Valuations return to the increase in funds in the second quarter.
Interestingly, although media stocks performed lackluster in the second quarter, funds have always been one of the main forces in the market, and their positions have also revealed to a large extent the future hot spots and the trend of the broader market. Judging from the disclosure information in the fund's second quarterly report, media stocks are the second largest industry in which the fund has increased its holdings after household appliances.
Disclosure from the fund's second quarterly report shows that the fund has newly increased its holdings of 51 media stocks in this period, accounting for 40.8% of the industry's constituent stocks, ranking second among the 28 Shenwan-level industries.
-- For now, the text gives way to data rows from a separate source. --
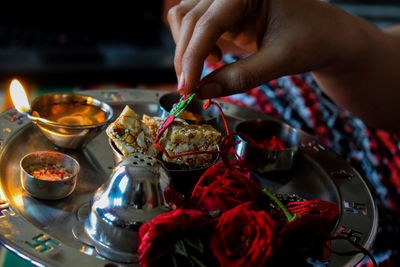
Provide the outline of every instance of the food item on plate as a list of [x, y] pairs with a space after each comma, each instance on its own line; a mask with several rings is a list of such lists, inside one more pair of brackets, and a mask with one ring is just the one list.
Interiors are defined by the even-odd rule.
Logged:
[[[142, 119], [143, 123], [149, 127], [150, 131], [153, 133], [154, 136], [157, 135], [157, 130], [160, 128], [161, 124], [164, 122], [164, 118], [160, 117], [151, 117], [146, 114], [143, 115]], [[182, 119], [175, 118], [172, 123], [173, 125], [187, 125], [188, 123]]]
[[197, 114], [195, 112], [191, 112], [189, 110], [183, 110], [179, 115], [179, 118], [184, 119], [184, 120], [191, 120], [191, 121], [196, 121], [196, 122], [202, 122], [203, 121], [203, 116], [200, 114]]
[[[174, 121], [161, 136], [159, 144], [170, 156], [173, 156], [192, 151], [216, 151], [220, 139], [221, 133], [211, 125], [193, 125]], [[162, 159], [175, 164], [199, 167], [209, 165], [213, 155], [203, 153], [169, 159], [163, 154]]]
[[154, 134], [128, 106], [107, 127], [106, 133], [124, 157], [132, 153], [158, 155], [158, 150], [153, 146]]
[[144, 114], [142, 121], [147, 127], [149, 127], [153, 136], [156, 136], [157, 130], [158, 130], [158, 128], [160, 128], [164, 119], [160, 118], [160, 117], [151, 117], [151, 116]]
[[[143, 115], [143, 120], [140, 120], [139, 115], [126, 106], [120, 116], [108, 126], [106, 133], [124, 157], [131, 153], [158, 156], [161, 152], [153, 146], [153, 142], [163, 120], [147, 115]], [[216, 151], [220, 139], [221, 133], [211, 125], [192, 125], [176, 119], [162, 134], [159, 144], [170, 156], [174, 156], [193, 151]], [[199, 167], [209, 165], [213, 155], [194, 154], [168, 158], [163, 154], [162, 159], [165, 162]]]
Among them, Focus Media, Leo Shares, Youzu Network, Perfect World, Oriental Pearl, Halo New Network, Sanqi Mutual Entertainment and other funds obtained in this period increased their holdings by more than 10 million shares.
Compared with the performance in the first half of the year, most of the media stocks that the fund newly increased in the second quarter performed relatively well.
The Horizon Securities Research Report shows that from a valuation perspective, the current PE (TTM) of the cultural media sector is 33.6, which continues to fall sharply from 44.9 at the end of last year and is close to the historical bottom. From a performance perspective, although the overall growth rate of the industry declined, there was still a growth rate of 41.6% in the first quarter, and the semi-annual report forecast still showed a growth rate of 28.5%, while some industry segments maintained stronger growth rates.